In each round \(t\) compute an upper confidence bound (UCB) index for every arm:

\[ \text{UCB}_{i,t-1} = \underbrace{\hat{\mu}_{i,T_i(t-1)}}_{\text{empirical mean}} + \underbrace{\sqrt{\frac{2\log(1/\delta)}{T_i(t-1)}}}_{\text{exploration bonus}} \]

Pull arm

\[ A_t = \arg\max_i \text{UCB}_{i,t-1} \]

12. Confidence Bound Lemma#

For 1-sub-Gaussian rewards:

\[ \mathbb{P}\!\left(\forall s\ge 1,\ |\hat{\mu}_s - \mu| \le \sqrt{\frac{2\log(2/\delta)}{s}}\right) \ge 1-\delta \]

Hence choose

\[ \delta_t = \frac{1}{t^4} \quad\Rightarrow\quad \text{bonus} = \sqrt{\frac{2\log t}{T_i(t-1)}} \]

13. UCB Algorithm (Pseudo-code)#

The UCB algorithm operates as follows:

  1. Initialization: Take the number of arms k as input

  2. For each round t from 1 to n:

    • For each arm i:

      • If the arm has never been pulled before, set its UCB value to +∞

      • Otherwise, calculate its UCB value as: empirical mean \((μ̂_i)\) plus the exploration bonus \(\sqrt{\frac{2\log(1/\delta)}{T_i(t-1)}}\) , where \(T_i(t-1)\) is the number of times arm i has been pulled before round \(t\)

    • Select the arm with the highest UCB value \((A_t = argmax_i UCB_{i,t-1})\)

    • Pull the selected arm and observe the reward \(X_t\)

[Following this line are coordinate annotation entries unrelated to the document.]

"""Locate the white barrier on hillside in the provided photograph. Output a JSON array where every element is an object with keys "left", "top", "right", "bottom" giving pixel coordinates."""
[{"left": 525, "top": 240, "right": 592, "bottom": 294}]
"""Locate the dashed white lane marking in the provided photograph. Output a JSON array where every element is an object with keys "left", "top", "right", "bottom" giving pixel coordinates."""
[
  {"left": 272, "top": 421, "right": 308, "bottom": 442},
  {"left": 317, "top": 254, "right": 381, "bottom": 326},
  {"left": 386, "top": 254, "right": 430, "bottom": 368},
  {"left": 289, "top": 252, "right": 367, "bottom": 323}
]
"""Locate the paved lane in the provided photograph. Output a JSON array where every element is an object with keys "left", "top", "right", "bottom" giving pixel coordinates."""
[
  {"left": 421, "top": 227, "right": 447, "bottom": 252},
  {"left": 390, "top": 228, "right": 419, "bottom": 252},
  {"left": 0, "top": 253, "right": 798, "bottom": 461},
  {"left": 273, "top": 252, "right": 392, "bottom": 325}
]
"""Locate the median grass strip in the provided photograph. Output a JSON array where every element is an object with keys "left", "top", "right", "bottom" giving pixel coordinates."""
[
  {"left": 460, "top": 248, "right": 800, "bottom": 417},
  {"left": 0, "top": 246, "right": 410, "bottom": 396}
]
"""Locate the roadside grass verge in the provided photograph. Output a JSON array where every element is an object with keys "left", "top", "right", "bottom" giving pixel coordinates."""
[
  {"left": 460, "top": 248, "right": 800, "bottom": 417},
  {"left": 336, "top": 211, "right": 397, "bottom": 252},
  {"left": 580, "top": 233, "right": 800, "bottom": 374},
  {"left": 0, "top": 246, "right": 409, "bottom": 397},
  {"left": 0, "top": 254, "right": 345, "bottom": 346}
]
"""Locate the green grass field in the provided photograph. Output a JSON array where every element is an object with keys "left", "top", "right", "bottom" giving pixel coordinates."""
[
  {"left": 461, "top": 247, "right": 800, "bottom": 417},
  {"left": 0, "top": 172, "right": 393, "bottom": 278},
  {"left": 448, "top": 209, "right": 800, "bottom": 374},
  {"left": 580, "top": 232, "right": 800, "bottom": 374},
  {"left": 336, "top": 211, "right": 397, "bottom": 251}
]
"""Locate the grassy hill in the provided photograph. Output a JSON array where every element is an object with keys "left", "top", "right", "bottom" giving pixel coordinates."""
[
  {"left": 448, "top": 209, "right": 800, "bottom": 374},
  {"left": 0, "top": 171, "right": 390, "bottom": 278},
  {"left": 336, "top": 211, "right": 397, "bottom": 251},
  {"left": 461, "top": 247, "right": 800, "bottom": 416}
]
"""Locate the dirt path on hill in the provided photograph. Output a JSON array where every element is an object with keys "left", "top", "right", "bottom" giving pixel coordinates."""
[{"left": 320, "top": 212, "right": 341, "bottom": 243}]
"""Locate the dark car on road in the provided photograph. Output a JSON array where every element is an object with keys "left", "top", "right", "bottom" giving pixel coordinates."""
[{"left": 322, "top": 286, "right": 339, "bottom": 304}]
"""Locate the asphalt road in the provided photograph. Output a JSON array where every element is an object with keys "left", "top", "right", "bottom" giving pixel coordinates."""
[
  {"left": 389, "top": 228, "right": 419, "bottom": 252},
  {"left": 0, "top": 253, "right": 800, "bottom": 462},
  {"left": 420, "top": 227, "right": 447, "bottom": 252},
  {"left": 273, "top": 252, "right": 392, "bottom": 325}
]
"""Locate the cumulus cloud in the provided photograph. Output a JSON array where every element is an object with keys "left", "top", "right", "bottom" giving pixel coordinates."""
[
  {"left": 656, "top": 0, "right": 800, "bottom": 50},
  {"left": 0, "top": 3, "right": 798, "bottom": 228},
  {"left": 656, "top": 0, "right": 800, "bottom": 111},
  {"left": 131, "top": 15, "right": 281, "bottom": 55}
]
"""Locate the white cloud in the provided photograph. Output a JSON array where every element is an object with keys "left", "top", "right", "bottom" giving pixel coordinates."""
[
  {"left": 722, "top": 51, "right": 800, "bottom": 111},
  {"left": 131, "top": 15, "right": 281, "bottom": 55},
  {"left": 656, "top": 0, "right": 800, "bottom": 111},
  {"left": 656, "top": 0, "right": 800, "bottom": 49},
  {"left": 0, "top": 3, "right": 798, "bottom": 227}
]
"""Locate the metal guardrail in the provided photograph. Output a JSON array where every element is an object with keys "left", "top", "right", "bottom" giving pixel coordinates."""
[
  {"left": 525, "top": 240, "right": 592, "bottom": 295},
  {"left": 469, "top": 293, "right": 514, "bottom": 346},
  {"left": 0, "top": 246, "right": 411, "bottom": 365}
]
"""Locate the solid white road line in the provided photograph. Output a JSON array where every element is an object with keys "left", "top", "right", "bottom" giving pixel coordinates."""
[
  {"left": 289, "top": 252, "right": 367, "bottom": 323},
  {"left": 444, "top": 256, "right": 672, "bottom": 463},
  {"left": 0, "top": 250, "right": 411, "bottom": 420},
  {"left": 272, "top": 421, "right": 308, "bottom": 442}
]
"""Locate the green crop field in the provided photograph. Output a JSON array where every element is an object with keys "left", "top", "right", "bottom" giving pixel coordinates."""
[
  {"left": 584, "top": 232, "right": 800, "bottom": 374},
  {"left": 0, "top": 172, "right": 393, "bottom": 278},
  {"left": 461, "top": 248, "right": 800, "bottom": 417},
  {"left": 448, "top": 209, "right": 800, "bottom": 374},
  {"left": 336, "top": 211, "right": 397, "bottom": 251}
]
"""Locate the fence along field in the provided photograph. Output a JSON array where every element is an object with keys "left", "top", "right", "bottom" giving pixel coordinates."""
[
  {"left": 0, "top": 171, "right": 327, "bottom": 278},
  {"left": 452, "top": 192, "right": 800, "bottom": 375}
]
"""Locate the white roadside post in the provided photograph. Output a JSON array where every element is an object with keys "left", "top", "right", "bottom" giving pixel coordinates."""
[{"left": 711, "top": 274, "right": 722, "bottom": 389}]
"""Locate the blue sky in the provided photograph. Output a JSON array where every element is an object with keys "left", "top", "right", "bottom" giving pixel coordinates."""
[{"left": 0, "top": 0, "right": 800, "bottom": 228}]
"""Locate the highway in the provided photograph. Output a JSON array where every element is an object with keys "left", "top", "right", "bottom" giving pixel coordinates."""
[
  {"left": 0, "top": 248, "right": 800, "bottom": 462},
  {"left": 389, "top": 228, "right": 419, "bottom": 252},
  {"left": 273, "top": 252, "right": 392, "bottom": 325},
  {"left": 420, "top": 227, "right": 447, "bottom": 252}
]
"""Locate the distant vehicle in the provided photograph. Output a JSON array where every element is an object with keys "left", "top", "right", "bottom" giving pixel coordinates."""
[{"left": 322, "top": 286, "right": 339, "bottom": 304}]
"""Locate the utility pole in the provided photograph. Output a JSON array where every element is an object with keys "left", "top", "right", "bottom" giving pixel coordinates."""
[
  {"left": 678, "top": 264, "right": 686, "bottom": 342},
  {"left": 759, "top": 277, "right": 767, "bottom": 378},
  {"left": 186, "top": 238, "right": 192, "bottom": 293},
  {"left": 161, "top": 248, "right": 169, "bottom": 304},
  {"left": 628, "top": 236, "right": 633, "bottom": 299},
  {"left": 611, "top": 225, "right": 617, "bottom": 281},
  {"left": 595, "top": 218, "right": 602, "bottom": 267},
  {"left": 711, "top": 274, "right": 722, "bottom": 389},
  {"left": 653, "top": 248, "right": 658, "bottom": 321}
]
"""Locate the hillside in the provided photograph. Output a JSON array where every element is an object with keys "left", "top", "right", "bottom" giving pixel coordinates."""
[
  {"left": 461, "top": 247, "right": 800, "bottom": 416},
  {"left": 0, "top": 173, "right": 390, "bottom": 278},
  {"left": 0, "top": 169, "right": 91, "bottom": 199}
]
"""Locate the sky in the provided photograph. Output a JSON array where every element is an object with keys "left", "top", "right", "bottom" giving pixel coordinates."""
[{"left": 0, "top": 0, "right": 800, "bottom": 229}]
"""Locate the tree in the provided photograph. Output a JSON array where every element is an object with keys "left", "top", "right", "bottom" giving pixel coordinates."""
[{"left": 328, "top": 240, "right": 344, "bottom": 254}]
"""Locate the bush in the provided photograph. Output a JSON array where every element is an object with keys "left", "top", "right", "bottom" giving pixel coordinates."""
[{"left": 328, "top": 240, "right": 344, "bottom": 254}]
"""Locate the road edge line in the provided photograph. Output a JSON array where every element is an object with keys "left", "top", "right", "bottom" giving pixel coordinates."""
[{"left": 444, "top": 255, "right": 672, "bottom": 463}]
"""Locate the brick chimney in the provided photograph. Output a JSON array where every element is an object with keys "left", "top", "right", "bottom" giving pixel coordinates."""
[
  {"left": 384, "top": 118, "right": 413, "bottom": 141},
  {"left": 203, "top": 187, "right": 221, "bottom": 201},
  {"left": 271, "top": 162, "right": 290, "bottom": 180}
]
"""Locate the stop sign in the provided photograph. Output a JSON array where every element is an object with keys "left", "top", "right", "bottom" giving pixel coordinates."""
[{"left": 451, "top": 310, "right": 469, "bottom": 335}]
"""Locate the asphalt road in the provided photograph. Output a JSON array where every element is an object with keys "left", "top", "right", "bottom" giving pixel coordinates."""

  3. Repeat this process until all n rounds are completed


14. Intuition – Why UCB Works#

  • Confidence intervals shrink as \(T_i\) grows.

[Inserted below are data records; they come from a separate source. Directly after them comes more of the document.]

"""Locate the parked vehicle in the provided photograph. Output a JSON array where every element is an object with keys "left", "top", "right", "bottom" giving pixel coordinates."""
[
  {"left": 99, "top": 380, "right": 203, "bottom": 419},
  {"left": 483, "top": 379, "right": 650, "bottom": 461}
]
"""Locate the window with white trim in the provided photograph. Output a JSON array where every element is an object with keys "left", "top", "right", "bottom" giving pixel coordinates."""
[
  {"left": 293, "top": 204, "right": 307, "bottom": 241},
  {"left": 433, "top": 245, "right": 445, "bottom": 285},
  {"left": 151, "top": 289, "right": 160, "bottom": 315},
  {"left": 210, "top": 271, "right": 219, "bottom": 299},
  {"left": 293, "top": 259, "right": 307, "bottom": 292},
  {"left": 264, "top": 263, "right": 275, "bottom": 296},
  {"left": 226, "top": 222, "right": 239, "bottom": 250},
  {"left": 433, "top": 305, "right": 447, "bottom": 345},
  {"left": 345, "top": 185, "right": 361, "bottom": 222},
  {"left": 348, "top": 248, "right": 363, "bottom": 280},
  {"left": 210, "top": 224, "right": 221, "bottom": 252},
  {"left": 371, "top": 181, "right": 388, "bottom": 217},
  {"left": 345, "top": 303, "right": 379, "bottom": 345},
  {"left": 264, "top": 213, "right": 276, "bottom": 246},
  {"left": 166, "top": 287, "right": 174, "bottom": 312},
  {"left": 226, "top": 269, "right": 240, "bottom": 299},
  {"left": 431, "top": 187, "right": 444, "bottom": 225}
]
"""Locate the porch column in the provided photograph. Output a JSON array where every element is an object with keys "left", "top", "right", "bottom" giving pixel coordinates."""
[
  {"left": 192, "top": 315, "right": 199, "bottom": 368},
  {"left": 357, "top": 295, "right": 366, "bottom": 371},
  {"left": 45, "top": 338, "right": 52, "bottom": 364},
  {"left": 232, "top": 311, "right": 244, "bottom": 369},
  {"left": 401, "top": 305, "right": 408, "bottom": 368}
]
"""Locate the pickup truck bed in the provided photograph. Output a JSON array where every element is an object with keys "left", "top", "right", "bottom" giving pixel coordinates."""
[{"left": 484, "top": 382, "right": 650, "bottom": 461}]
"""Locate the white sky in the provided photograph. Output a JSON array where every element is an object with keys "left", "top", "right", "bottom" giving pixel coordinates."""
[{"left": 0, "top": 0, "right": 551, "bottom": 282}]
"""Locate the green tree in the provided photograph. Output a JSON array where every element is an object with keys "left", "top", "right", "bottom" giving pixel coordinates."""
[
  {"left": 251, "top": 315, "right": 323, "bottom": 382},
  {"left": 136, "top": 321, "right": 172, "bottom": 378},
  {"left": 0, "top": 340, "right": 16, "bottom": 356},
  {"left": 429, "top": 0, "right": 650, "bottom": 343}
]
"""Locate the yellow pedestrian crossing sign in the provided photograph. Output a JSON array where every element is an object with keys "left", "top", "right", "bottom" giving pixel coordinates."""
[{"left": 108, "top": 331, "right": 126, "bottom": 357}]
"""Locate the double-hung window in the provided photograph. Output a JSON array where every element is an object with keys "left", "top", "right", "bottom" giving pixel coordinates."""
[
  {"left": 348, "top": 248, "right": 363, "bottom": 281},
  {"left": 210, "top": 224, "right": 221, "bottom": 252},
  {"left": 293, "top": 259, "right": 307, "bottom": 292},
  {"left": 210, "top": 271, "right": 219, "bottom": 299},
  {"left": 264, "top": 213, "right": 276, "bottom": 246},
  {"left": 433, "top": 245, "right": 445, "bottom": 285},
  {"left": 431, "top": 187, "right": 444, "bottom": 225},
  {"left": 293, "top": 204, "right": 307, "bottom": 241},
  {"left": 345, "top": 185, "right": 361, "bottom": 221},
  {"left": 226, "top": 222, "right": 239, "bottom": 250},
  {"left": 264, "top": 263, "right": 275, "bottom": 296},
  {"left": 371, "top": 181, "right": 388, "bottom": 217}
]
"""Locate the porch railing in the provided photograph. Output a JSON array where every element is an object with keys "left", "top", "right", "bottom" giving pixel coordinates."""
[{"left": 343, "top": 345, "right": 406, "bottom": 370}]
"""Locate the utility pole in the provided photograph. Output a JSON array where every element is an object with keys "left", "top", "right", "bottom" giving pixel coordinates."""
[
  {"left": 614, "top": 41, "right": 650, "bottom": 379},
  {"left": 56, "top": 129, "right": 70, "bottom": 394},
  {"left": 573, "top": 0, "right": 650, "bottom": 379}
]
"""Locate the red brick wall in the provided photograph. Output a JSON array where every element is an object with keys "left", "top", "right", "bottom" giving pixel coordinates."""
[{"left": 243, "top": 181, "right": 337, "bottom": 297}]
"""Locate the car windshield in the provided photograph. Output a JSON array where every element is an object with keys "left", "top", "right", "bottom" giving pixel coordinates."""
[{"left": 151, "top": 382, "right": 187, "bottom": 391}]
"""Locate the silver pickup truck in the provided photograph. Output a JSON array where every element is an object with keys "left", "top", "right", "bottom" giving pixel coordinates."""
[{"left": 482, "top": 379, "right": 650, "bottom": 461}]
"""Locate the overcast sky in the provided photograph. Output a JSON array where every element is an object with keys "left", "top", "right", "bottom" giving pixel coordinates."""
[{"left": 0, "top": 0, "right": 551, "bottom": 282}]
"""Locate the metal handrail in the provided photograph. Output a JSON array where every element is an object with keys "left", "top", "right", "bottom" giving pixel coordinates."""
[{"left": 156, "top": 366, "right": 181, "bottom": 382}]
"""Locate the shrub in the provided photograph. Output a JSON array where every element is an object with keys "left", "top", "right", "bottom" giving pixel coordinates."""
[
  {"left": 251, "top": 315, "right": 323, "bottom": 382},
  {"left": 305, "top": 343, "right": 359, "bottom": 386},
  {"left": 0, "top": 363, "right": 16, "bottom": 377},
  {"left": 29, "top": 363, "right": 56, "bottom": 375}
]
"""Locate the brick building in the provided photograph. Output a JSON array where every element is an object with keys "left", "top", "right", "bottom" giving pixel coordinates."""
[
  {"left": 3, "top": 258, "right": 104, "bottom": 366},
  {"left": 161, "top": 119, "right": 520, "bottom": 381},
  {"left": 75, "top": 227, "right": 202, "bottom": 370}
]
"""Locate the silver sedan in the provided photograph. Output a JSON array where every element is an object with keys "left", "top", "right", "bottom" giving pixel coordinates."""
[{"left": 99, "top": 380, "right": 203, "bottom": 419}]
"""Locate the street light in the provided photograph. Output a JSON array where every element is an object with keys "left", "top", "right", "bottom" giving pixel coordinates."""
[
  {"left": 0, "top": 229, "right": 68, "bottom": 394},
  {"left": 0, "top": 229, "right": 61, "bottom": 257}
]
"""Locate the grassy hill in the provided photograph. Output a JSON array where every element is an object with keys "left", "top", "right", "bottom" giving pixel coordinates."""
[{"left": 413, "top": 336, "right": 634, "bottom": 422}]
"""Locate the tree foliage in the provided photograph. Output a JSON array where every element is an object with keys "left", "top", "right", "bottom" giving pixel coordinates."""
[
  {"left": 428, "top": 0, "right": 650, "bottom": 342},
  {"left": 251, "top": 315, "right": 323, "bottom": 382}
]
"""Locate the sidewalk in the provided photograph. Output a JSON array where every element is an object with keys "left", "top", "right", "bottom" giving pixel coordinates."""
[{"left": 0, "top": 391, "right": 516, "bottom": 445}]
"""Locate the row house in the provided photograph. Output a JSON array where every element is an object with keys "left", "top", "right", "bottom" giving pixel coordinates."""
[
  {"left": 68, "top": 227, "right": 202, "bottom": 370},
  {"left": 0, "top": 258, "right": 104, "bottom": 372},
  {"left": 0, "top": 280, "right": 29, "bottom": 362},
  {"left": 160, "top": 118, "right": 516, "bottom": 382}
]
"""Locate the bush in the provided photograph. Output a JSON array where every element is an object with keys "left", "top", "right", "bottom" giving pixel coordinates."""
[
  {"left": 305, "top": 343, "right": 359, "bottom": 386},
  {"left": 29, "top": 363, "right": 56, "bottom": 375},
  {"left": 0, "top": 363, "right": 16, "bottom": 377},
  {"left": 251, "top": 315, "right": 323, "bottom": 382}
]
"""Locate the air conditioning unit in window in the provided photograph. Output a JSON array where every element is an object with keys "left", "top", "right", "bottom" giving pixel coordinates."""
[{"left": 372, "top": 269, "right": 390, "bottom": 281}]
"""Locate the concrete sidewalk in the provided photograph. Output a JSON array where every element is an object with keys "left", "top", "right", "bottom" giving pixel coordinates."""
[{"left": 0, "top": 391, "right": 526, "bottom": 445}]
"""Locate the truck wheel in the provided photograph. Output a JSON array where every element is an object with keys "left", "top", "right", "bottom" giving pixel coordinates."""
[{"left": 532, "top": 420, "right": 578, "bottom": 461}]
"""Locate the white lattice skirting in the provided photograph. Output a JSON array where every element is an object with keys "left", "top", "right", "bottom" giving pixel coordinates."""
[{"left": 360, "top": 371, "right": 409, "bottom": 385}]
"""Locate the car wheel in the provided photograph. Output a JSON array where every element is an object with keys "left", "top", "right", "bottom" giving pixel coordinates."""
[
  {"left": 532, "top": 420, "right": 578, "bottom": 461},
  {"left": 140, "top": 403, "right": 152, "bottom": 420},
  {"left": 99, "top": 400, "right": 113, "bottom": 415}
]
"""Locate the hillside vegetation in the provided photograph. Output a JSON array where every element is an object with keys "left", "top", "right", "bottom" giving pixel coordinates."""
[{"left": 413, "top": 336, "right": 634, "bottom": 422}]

  • Best arm’s UCB \(\approx\) its true mean (many pulls).

  • Sub-optimal arm stops being pulled when

\[ \sqrt{\frac{2\log t}{T_i(t-1)}} \le \frac{\Delta_i}{2} \quad\Rightarrow\quad T_i(t-1) \approx \frac{8\log t}{\Delta_i^2} \]

Hence pulls of arm \(i\) are inversely proportional to \(\Delta_i^2\).


15. Visualization – 3 Arms#

Means: \(\mu_1=0.8,\ \mu_2=0.7,\ \mu_3=0.6\)

Arm

\(\Delta_i\)

Typical pulls

1

0

\(\gg\log n\)

2

0.1

\(\propto\frac{\log n}{0.1^2}\)

3

0.2

\(\propto\frac{\log n}{0.2^2}\)

Confidence intervals shrink until their width matches the respective \(\Delta_i\).


16. Take-Away Summary#

Algorithm

Needs \(\Delta_i\)?

Regret Bound

Abrupt Switch?

ETC

Yes

\(O\!\left(\frac{k\log n}{\Delta}\right)\)

Yes

UCB

No

\(O\!\left(\sum_i\frac{\log n}{\Delta_i}\right)\)

No (smooth)

UCB achieves near-optimal regret while being fully adaptive.